Monday, August 6, 2007

Remembering Andrea

When our boys were six- and three-years-old, we opened our home to a little girl named Andrea. Andrea was only a year old when she came to us as a foster child. She had been badly neglected and possibly abused. Until Andrea, I would never have believed that a child, only one year old, could already have a personality so forged by circumstances. Andrea was amazingly independent – our social worker said she probably wouldn’t have survived her first year without being that way. She was both aggressive and strong, to the point that our three-year-old was utterly intimidated by her. She did not tolerate hugs or cuddling, and was prone to hitting, biting and pinching. But she was extremely bright. I couldn’t get over how fast she learned anything we put before her.

When the social worker first came to talk to us about fostering her, he emphasized that a foster home is a temporary placement, and that we should always keep that in mind, having no ulterior motives of adoption. We understood this, and, from the beginning, prepared ourselves for the day when she would leave. I used to get my feelings hurt when people (frequently) would say, “I couldn't do that. I’d fall in love with the child and not be able to give her up.” My feelings were hurt because it felt like they were telling me that my love just didn’t measure up. But the fact is, taking in a child in crisis, and caring for her until she can be placed into a safe and secure permanent home takes a huge amount of unselfish love.

Andrea was ours for over a year. She grew from a baby to a little two-year old girl. I remember how cute she looked on her second birthday. She flashed a great big smile as we sang "Happy Birthday" and she watched the two flickering candles on the doll cake I had decorated for her. I would never give up that piece of our family's history. On the other hand, I’m not sure I’d want to repeat it, either! Andrea was a handful, and I already had two proper handfuls, in my two boys. Changes in her personality came slowly and unsteadily. She learned to give and receive hugs (a big breakthrough), and her little face broke into smiles more and more often. But her first traumatic year had left her still untrusting and physically aggressive. It was a very hard year on our passive son, Tim, who pretty much let Andrea run over him. Andrea and I had some serious power struggles of our own, as well. A stern “no” seemed to flip her stubborn-switch; and she seldom showed that innate desire to please, that dwells inside most children.

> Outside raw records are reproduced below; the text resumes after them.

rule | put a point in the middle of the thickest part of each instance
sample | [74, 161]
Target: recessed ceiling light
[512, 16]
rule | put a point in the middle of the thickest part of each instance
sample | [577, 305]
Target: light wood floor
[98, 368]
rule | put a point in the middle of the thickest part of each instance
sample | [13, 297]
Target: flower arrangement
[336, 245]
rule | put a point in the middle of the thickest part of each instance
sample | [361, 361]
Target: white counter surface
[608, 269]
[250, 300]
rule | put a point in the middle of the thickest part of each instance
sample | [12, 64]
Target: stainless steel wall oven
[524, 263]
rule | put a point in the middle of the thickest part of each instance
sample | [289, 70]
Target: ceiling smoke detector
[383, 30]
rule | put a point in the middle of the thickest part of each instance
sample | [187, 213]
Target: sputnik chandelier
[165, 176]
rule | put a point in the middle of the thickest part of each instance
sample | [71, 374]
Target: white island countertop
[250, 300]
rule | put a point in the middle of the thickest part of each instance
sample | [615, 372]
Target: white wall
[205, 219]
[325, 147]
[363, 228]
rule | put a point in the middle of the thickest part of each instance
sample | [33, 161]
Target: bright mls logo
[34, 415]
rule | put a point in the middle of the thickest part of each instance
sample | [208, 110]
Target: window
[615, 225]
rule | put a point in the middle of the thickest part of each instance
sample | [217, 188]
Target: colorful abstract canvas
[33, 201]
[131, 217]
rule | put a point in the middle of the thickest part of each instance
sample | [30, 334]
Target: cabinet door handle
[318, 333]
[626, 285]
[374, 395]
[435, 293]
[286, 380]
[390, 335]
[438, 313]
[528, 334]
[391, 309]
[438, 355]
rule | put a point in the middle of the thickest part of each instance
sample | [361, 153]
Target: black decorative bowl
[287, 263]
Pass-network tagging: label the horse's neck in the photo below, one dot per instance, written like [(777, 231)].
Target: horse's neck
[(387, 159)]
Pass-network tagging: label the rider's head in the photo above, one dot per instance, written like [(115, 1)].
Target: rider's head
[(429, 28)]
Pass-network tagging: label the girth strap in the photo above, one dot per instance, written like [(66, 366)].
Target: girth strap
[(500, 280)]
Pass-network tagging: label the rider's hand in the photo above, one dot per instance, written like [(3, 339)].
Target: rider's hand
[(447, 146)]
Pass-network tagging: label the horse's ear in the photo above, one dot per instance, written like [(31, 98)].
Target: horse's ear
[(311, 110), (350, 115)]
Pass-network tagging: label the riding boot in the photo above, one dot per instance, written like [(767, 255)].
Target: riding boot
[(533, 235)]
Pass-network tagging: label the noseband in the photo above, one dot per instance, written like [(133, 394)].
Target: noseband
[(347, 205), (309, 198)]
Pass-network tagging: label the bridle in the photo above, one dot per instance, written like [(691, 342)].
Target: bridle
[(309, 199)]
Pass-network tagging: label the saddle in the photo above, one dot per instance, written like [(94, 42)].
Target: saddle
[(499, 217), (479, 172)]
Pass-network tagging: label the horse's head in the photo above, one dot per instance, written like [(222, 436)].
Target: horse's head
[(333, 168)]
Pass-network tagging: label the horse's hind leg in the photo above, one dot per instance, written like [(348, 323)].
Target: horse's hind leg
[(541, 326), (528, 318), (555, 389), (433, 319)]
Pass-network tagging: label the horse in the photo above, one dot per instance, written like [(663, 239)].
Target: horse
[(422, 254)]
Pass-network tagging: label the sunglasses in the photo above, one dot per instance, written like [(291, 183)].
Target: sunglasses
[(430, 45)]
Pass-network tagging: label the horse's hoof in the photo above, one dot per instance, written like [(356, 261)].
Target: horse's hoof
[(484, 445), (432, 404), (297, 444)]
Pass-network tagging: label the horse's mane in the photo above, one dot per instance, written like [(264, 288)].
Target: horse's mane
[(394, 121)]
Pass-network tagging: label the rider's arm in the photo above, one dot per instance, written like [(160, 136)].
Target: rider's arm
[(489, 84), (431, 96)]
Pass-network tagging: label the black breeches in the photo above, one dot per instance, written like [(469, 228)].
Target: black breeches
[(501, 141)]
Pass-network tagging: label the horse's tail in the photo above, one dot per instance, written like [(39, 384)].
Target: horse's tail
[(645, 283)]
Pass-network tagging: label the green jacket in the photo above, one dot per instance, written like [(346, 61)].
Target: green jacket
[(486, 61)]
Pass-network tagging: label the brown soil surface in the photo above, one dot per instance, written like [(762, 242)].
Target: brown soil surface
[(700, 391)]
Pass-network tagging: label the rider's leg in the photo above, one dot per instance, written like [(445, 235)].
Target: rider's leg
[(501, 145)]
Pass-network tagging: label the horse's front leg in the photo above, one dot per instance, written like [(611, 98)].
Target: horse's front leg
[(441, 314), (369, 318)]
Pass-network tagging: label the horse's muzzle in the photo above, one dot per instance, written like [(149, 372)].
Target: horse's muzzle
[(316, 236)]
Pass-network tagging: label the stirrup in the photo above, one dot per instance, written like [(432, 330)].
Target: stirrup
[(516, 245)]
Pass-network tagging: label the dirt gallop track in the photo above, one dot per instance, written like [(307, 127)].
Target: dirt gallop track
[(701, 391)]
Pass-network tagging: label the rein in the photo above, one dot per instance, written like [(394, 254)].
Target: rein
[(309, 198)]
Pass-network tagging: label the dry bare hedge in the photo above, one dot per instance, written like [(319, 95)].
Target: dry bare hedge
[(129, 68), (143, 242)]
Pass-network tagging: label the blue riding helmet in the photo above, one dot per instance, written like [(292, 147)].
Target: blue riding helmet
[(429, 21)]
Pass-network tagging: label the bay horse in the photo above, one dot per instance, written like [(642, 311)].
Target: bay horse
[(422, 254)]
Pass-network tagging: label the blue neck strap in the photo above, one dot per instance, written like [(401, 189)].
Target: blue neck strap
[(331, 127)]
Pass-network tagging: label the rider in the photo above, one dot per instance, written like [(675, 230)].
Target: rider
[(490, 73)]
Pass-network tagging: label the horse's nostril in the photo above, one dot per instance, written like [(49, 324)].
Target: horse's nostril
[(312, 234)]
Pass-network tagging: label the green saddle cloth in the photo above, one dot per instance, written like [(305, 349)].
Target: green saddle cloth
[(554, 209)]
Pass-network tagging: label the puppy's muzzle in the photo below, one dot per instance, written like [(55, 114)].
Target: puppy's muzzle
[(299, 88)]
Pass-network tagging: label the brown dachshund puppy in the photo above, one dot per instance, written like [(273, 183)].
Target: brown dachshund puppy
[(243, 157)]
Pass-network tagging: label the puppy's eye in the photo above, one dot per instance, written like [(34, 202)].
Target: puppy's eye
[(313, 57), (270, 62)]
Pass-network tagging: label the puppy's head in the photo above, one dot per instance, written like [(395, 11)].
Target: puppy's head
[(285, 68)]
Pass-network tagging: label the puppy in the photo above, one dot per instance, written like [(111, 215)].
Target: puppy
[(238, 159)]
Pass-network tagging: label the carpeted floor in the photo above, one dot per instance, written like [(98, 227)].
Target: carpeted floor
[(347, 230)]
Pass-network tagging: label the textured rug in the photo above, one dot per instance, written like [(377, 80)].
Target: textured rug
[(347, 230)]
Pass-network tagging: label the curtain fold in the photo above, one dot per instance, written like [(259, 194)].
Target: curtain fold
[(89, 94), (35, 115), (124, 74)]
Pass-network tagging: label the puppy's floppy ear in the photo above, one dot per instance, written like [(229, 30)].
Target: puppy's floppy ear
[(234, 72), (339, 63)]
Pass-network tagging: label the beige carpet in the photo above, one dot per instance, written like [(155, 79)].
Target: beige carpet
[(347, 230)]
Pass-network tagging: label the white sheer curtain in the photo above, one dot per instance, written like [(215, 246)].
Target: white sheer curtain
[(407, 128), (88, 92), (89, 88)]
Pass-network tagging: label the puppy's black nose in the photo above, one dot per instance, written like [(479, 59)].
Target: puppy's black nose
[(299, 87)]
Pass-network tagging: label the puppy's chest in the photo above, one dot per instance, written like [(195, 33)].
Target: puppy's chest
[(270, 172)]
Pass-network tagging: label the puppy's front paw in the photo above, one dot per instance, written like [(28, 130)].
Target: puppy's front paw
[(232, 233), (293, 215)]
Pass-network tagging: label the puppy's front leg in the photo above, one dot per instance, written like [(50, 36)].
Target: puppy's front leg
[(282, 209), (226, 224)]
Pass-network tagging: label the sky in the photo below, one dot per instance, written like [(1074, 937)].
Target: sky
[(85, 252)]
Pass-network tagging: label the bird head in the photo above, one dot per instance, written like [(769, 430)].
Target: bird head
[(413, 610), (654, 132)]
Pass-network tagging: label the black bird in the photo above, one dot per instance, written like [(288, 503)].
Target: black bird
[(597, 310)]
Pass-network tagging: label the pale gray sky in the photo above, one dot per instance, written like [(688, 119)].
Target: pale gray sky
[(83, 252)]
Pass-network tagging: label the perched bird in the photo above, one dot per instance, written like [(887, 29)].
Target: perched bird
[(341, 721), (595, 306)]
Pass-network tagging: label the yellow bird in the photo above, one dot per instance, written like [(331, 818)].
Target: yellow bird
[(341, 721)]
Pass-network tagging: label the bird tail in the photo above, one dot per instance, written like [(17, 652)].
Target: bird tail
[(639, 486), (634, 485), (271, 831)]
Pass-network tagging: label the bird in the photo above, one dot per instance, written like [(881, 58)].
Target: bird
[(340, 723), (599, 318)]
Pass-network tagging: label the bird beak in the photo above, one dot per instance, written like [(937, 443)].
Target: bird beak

Up until that year, I thought I wanted to have a third child, while Dan seemed quite content with two. What I learned about myself was that having three children severely cut into the extra attention I was able to give to the kids. We had always done so many things together - the library, swimming lessons, picnics, walks, baking, art. But with a third child, especially one with needs like Andrea's, my time and energy were so consumed that those activities were severely limited; I felt sad that the boys were the ones losing out. Some moms can do it all, with a dozen kids. But I learned my own limitations, gave a lot of thought about quality vs. quantity, and came to a wonderful peace about being a family of four once Andrea’s future was safely settled.

About a year into Andrea’s stay, the social worker came to visit. After all of his lecturing about ulterior motives, he now told us that they were terminating rights for both of Andrea’s parents, and . . . would we like to adopt her? I can’t tell you how emotionally confusing the following few weeks were, as we attempted to un-do all of the “programming” we’d done on ourselves, and to ponder the prospect of adoption. Of course we’d love to have a little girl! Of course we were tremendously emotionally attached to Andrea! But . . . what about all that quality vs. quantity stuff I’d worked through? We prayed. We talked. I cried. And every day my mind seemed to see everything from yet another perspective.

No need to go into all of the thought processes we went through, but the end of the matter was that we didn’t feel adoption was the right choice for us. We felt we shouldn't adopt if there were doubts, which our confusion seemed to indicate. We believed adoption should be something done because of a burning desire to have another child. There was a family, in a nearby community, on a 60+ acre ranch, with a four-year-old-boy who wanted a baby sister; and they had that burning desire to adopt. That’s where Andrea went to live, soon after her second birthday. Our social worker kept us posted for the next year or so, and told us that everything was working out beautifully for Andrea and her new family, which really eased our minds.

Andrea was so young when she left that I know she doesn’t remember us. She left with a scrapbook in her suitcase, though, detailing her year with our family. It contained photos and enough clues about us that I always hoped, some day, to hear from her. Andrea is 29 years old now. We haven’t heard from her. But I do believe that during the year she was with us, we wrote on the "pages of who she is" and played a part in changing, for the better, the outcome of one precious little life.

1 comment:

Kelsey said...

You made me cry. I know what you mean about insensitive comments. When we were serious about adoption, I was already preparing myself for the biggies: "Who's her real mom?" and "It's too bad you couldn't have your own children." Hello, I'm her mother and do you not see my child right here?

Chris and I entertained the idea of foster care at one time; hopefully some day we will. I think it's great to open up your home to a child who'd likely never truly felt loved or safe or happy. What an amazing gift to give a child.